Arrested Development Turns Up in Two New Books and a Fresh David Cross Jab

arrested development is back in the conversation for reasons that sit somewhere between publishing and pop-culture memory. Two comic novels from former writers tied to the show, plus David Cross’s latest remarks about RFK Jr., are reminding readers how durable the series’ influence still is.
What Happens When Former TV Writers Turn to Fiction?
The immediate news is literary. This month brought two comic novels from former “Arrested Development” writers: Go Gentle by Maria Semple and Like This, But Funnier by Hallie Cantor. The overlap is unusual enough on its own, but the books also share a thematic thread: both draw on lingering trauma from time spent in TV, even if not specifically from arrested development.
Semple’s novel follows Adora, who once wrote for TV before leaving that world after sexual abuse and using a settlement to become a philosopher. She now lives in New York with her daughter, leads a circle of single women and neighbors, teaches Stoicism to a wealthy family, and gets pulled into a romance, an art-world conspiracy, and a global arms deal. Cantor’s novel centers on Caroline, who is trying to pitch her own TV series while fighting misogyny and Hollywood bureaucracy.
What If the Same Creative World Keeps Echoing Through New Work?
What makes these books notable is not just that they came from the same television orbit, but that they approach the post-TV life from different angles. Cantor’s book is described as funny and occasionally insightful, but also heavily focused on the mechanics of TV production. Semple’s novel is more chaotic and ambitious, but the philosophical side of the story is where it lands most effectively.
That contrast suggests a broader pattern: former television writers are not merely repackaging old experience. They are using fiction to process what TV demanded of them, what it obscured, and what they took away. In both books, the entertainment industry is not a backdrop alone; it is part of the emotional architecture. That gives the current wave around arrested development a forward-looking edge, because it shows how a specific creative culture continues to shape new work long after the original show moved on.
| Book | Writer | Core setup | Signal for readers |
|---|---|---|---|
| Go Gentle | Maria Semple | Former TV writer becomes a philosopher and gets swept into layered chaos | More ambitious, more farcical, and more philosophical |
| Like This, But Funnier | Hallie Cantor | Writer battles misogyny and bureaucracy while trying to build a series | Sharper on industry minutiae, though narrower in scope |
What Happens When David Cross Reopens the Old Joke?
The second current is comic rather than literary. David Cross, who played Tobias Fünke for five seasons, mocked RFK Jr. ’s denim-clad workouts and hot-tub routines, calling them weird and saying that Tobias-like behavior is easy to recognize. The comparison landed because Tobias was written as a “never nude, ” a man unable to be naked even in solitude.
Cross also said RFK Jr. is “already weird” and “weird way before he entered a public office. ” The joke works because it taps into a character that remains culturally legible: Tobias is still shorthand for awkward delusion, and the reference instantly reanimates arrested development for anyone who remembers the show’s absurd logic.
Who Wins, Who Loses, and What Should Readers Watch Next?
The winners are obvious. Semple gains a fresh audience for a novel that is more expansive than her earlier work, while Cantor gets a debut that places her directly inside the current conversation about writers who move from TV to fiction.
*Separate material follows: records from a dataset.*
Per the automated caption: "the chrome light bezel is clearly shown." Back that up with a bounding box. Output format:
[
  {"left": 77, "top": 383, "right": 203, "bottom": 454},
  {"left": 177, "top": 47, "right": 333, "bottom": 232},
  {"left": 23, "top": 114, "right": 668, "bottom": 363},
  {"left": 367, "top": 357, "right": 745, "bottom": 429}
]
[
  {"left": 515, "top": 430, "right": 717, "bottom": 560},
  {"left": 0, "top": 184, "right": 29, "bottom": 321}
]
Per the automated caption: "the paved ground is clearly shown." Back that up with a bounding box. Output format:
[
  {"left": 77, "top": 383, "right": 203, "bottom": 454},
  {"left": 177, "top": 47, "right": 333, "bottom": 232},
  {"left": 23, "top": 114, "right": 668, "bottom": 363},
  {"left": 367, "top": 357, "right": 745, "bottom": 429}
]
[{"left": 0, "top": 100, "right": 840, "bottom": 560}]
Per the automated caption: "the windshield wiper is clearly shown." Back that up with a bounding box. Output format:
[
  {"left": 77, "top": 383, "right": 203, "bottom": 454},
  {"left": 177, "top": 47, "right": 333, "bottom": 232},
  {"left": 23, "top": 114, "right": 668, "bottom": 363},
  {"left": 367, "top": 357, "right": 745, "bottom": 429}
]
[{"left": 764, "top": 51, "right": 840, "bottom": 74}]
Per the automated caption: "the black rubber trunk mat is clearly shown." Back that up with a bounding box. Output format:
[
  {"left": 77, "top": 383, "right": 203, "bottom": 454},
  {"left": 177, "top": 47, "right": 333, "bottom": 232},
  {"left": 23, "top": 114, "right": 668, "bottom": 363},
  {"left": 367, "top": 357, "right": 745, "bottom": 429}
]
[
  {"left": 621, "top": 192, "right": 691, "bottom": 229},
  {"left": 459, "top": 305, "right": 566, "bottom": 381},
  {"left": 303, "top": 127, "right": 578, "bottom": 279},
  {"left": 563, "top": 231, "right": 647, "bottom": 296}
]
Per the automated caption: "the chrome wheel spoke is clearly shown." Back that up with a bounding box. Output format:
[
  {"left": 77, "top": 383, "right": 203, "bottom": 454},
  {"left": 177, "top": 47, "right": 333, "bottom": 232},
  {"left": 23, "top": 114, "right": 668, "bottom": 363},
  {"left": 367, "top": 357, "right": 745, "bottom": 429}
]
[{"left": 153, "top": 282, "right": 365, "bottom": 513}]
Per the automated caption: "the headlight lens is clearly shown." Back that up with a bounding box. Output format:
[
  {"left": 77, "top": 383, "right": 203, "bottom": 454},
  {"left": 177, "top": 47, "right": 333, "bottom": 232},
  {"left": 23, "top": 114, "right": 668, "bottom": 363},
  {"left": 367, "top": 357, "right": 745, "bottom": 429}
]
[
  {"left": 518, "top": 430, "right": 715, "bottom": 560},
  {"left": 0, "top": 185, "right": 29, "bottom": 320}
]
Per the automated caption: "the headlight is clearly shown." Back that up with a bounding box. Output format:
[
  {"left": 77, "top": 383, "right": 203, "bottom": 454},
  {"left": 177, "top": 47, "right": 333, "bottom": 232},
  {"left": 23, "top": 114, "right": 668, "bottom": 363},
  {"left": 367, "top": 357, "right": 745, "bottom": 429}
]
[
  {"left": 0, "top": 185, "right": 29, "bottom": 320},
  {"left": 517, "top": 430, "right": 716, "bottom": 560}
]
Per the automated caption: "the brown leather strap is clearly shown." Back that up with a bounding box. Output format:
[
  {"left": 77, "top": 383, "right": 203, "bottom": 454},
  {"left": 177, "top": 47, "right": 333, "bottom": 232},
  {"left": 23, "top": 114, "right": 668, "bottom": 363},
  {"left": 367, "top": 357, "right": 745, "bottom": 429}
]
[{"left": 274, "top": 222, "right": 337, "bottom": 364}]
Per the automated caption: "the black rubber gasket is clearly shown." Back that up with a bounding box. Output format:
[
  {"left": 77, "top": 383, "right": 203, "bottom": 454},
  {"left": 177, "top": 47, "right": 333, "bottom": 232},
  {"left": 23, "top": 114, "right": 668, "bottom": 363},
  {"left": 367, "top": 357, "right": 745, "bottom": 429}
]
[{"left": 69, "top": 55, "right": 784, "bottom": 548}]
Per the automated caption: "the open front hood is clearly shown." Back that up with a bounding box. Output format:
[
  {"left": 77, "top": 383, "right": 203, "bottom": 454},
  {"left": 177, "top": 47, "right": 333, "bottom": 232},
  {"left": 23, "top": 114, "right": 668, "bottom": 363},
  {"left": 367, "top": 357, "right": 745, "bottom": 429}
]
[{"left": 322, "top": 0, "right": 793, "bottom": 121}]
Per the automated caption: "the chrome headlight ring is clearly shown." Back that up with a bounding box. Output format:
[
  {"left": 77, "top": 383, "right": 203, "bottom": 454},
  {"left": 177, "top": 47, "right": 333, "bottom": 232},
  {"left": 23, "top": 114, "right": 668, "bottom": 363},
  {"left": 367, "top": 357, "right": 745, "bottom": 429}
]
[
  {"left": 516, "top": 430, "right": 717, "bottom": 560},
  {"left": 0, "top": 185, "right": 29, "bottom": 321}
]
Cross also benefits, because his remarks keep his signature character alive without requiring a reboot or revival.
The losers are less dramatic, but still clear: the TV industry portrait in both books is hardly flattering, and the repeated jokes about bureaucracy, misogyny, and fractured creative processes suggest a field still marked by strain. There is also a limit to how far nostalgia can travel. Cross has now said that arrested development is finished for good after multiple reboot seasons and a difficult final stretch, especially after the 2021 death of Jessica Walter. That makes the current attention less about a return and more about influence.
Readers should take the latest wave as a signal, not a revival. The show’s legacy is no longer about whether it comes back. It is about how its writers and actors keep converting its sensibility into new forms, whether through fiction or public commentary. In that sense, arrested development is still active where it matters most: in the stories and jokes it continues to inspire.